The demand also seems to be spurred by terrorist attacks and insecurities, which in turn gives a fillip to the market, he added.
The Frost and Sullivan research shows that the sector will show a CAGR of 27 per cent over the next year but has all potential to grow at a faster rate and even touch revenues of 1,745 million dollars by 2012.
''Given the market potential, size and capacity, the growth rate can be much more. Growing at 27 per cent the industry will achieve 1,293 million dollars but can easily add another 450 million dollars in revenue,'' Mr Khan said.
India accounts for a meagre 0.21 per cent of the world's Building Technology market.
However, over the next few years the commercial sector is expected to be the main contributor to the sectors growth followed by retail, industry, airports, defence, temples and schools.
Mr Khan said the main thrust for the sector will come from the consistent economic growth of the country and the ability to create wealth.

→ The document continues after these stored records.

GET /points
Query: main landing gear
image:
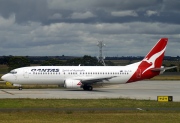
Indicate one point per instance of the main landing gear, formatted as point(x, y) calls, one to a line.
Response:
point(20, 88)
point(88, 88)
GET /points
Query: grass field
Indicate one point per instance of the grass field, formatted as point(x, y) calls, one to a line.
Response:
point(88, 116)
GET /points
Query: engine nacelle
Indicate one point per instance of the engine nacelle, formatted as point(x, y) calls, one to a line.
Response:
point(70, 83)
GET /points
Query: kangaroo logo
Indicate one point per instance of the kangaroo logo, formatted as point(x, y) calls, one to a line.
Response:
point(152, 60)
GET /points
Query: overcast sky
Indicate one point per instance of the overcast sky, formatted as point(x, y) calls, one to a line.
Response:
point(73, 27)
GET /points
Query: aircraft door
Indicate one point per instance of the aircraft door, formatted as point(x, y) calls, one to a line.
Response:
point(26, 74)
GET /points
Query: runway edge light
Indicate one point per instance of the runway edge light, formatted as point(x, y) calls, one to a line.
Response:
point(164, 98)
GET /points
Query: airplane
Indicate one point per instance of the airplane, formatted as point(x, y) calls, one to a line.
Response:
point(87, 77)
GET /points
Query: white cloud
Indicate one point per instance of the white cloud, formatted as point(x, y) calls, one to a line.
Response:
point(124, 13)
point(7, 22)
point(82, 15)
point(78, 39)
point(56, 16)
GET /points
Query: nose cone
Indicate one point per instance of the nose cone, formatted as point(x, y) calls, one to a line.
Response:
point(9, 78)
point(4, 77)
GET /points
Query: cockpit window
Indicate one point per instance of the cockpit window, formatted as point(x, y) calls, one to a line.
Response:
point(13, 72)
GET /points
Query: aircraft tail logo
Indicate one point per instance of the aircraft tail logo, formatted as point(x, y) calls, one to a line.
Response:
point(155, 57)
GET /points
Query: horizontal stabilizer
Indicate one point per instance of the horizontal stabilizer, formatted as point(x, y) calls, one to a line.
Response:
point(163, 69)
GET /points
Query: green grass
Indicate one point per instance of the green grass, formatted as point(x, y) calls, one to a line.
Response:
point(55, 117)
point(75, 116)
point(84, 103)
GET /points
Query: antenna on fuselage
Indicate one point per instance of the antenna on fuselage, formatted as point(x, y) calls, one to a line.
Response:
point(100, 57)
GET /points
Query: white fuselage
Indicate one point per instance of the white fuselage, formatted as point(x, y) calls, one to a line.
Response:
point(58, 74)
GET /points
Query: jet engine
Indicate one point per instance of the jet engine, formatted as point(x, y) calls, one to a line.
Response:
point(70, 83)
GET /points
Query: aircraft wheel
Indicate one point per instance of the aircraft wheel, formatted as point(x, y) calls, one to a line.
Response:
point(20, 88)
point(90, 88)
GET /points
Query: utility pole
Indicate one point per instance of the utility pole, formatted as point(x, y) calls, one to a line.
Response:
point(100, 57)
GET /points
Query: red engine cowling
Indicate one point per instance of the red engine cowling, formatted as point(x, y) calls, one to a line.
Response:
point(70, 83)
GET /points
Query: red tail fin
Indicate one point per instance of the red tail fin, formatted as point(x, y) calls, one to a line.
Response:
point(151, 61)
point(156, 54)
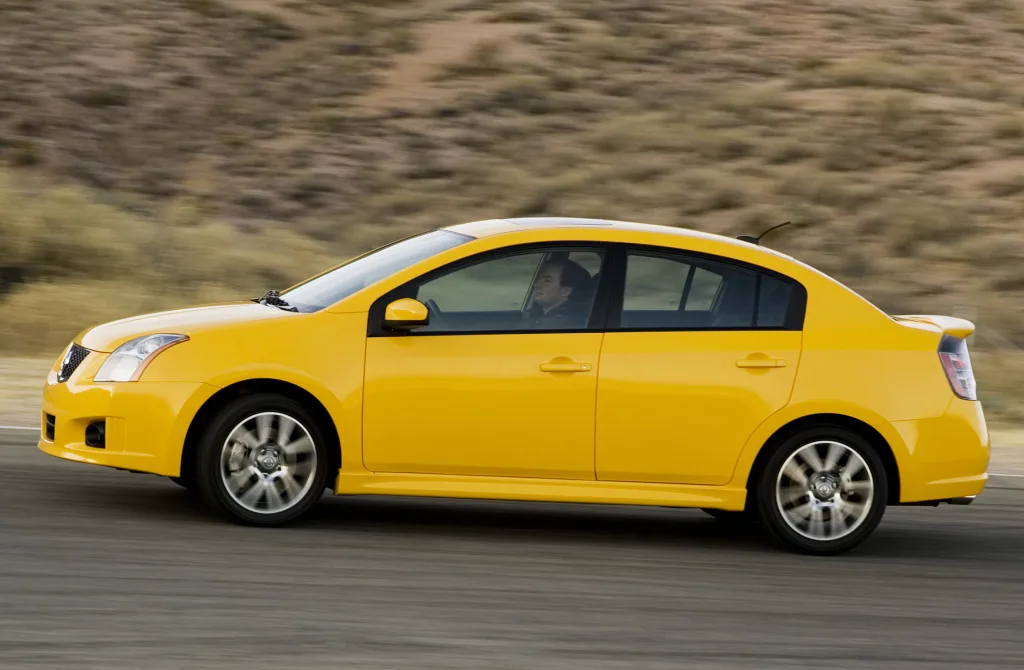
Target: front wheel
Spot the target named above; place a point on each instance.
(262, 460)
(822, 492)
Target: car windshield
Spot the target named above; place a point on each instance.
(359, 273)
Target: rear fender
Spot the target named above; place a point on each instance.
(792, 413)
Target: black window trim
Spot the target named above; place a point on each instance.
(599, 311)
(794, 319)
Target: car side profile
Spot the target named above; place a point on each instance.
(557, 360)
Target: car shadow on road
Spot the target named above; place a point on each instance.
(901, 535)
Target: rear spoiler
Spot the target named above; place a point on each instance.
(948, 325)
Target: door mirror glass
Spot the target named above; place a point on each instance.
(406, 313)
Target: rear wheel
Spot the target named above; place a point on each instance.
(184, 483)
(822, 491)
(262, 460)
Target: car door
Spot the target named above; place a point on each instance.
(698, 352)
(492, 385)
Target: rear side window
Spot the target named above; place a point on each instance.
(675, 291)
(773, 301)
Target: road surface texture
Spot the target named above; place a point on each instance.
(100, 569)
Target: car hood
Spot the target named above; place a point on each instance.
(108, 337)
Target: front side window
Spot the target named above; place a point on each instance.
(540, 289)
(356, 275)
(675, 291)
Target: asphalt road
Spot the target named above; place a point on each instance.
(100, 569)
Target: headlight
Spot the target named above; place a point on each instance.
(129, 360)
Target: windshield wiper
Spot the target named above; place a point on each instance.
(272, 297)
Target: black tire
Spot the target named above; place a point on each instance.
(772, 517)
(208, 463)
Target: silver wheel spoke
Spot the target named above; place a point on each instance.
(263, 424)
(245, 437)
(793, 494)
(273, 499)
(242, 477)
(301, 447)
(837, 521)
(854, 467)
(252, 497)
(292, 486)
(860, 487)
(816, 527)
(256, 457)
(810, 455)
(796, 473)
(285, 428)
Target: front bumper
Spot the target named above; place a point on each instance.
(145, 422)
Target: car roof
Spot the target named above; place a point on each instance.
(488, 227)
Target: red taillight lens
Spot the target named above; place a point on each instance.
(956, 364)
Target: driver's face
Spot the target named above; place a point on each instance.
(548, 290)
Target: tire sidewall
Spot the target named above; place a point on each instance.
(208, 462)
(771, 516)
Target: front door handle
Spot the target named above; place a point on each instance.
(761, 363)
(564, 367)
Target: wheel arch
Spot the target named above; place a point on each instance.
(859, 426)
(257, 385)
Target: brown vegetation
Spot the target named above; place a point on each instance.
(225, 147)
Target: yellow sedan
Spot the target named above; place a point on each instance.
(542, 360)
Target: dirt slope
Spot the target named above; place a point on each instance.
(892, 130)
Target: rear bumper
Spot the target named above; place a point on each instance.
(145, 422)
(947, 457)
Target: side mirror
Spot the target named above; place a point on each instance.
(406, 313)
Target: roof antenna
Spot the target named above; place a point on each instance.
(757, 240)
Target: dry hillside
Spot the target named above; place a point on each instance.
(163, 151)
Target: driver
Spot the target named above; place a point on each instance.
(559, 294)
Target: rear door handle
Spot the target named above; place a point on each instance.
(564, 367)
(761, 363)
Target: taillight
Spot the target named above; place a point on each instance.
(956, 363)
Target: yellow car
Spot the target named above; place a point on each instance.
(542, 360)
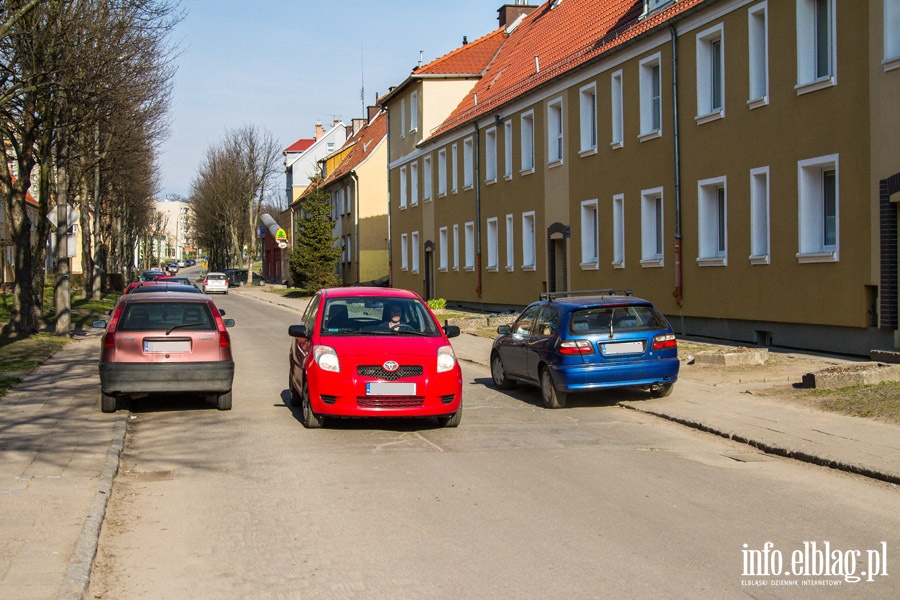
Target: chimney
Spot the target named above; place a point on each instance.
(508, 13)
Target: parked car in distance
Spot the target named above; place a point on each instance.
(215, 282)
(168, 343)
(373, 352)
(581, 341)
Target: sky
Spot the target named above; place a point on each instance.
(282, 65)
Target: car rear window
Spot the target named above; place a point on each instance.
(162, 316)
(608, 319)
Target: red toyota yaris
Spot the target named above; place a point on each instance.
(373, 352)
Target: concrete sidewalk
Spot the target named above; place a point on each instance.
(850, 444)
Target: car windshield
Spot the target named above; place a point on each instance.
(163, 316)
(607, 319)
(367, 315)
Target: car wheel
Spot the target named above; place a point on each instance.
(662, 390)
(107, 402)
(498, 374)
(552, 397)
(224, 401)
(309, 419)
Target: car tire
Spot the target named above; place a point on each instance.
(552, 397)
(309, 419)
(107, 403)
(662, 390)
(498, 374)
(223, 402)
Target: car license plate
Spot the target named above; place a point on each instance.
(623, 348)
(386, 388)
(167, 346)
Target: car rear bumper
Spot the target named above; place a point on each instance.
(581, 378)
(154, 378)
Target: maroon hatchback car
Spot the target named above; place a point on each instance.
(164, 343)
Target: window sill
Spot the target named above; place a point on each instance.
(815, 86)
(710, 117)
(817, 257)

Retail sector is expected to grow 25 per cent, hotel 11 per cent and industrial sector is expected to grow by nine per cent, which should fuel the growth for the sector.
''Increasing awareness among end-users and trend towards globalistion will further contribute to the story,'' Mr Khan said.
However, lack of standards and codes for products and systems coupled with the price sensitivity of the user means that at times low profile system is used with low system performence, Mr khan said.
Mr Khan added that the delays in projects was adding to the investments the players in the sector had to make and the lack of regulatory framework in the form of supportive government legislations was hampering the potential of the sector.
''Fly-By-Night-Operators have also adversely affected the sector,'' Mr Khan said.